Une collaboration très lucrative

Kanye West, qui veut désormais qu’on l’appelle «Ye», a montré dès les premières réunions avec les équipes d’Adidas, en 2013, à quel point il se considérait comme intouchable. Ainsi cette première réunion de travail où, pour marquer sa désapprobation avec des dessins proposés par les créatifs dédiés au design des Yeezys, nom de ses sneakers, Ye dessine des croix gammées sur les modèles qu’il ne juge pas à son goût. La scène se déroule dans les bureaux d’Adidas en Allemagne, à quelques kilomètres de Nuremberg où furent jugés 24 dignitaires du Troisième Reich et où le concept de crime contre l’humanité émergea. Quelques semaines seulement avant l’épisode des croix gammées, le rappeur avait diffusé des extraits d’un film porno aux dirigeants d’Adidas, qu’il avait invités chez lui à New York, pour stimuler leur créativité, selon l’article. Ce type d’épisode va se multiplier année après année sans que rien ne soit fait pour stopper Ye.

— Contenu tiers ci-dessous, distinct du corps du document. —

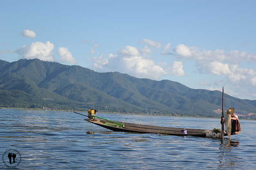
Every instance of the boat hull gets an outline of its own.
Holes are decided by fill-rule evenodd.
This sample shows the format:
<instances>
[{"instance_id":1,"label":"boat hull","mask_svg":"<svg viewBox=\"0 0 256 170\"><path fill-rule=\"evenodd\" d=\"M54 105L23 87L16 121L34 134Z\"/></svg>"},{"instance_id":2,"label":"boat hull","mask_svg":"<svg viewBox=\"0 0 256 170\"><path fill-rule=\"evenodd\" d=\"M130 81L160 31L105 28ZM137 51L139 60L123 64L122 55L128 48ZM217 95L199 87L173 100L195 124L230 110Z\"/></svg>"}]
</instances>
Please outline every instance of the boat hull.
<instances>
[{"instance_id":1,"label":"boat hull","mask_svg":"<svg viewBox=\"0 0 256 170\"><path fill-rule=\"evenodd\" d=\"M193 136L199 137L206 137L206 133L209 130L204 129L187 129L187 134L182 134L180 128L170 128L155 126L146 125L140 124L124 123L124 126L120 127L112 122L105 120L95 119L92 120L87 119L85 120L107 129L117 132L130 132L141 133L158 133L175 136Z\"/></svg>"}]
</instances>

L’enquête implacable du New York Times éclaire sur l’ensemble de la relation entre l’artiste et l’entreprise. L’association fut un «win-win», autant pour Adidas, à la peine sur le marché en 2013, loin derrière Nike, et qui a de nouveau semblé cool aux yeux de la nouvelle génération, que pour Kanye West, qui a ainsi acquis une crédibilité et une grande visibilité dans le monde de la mode.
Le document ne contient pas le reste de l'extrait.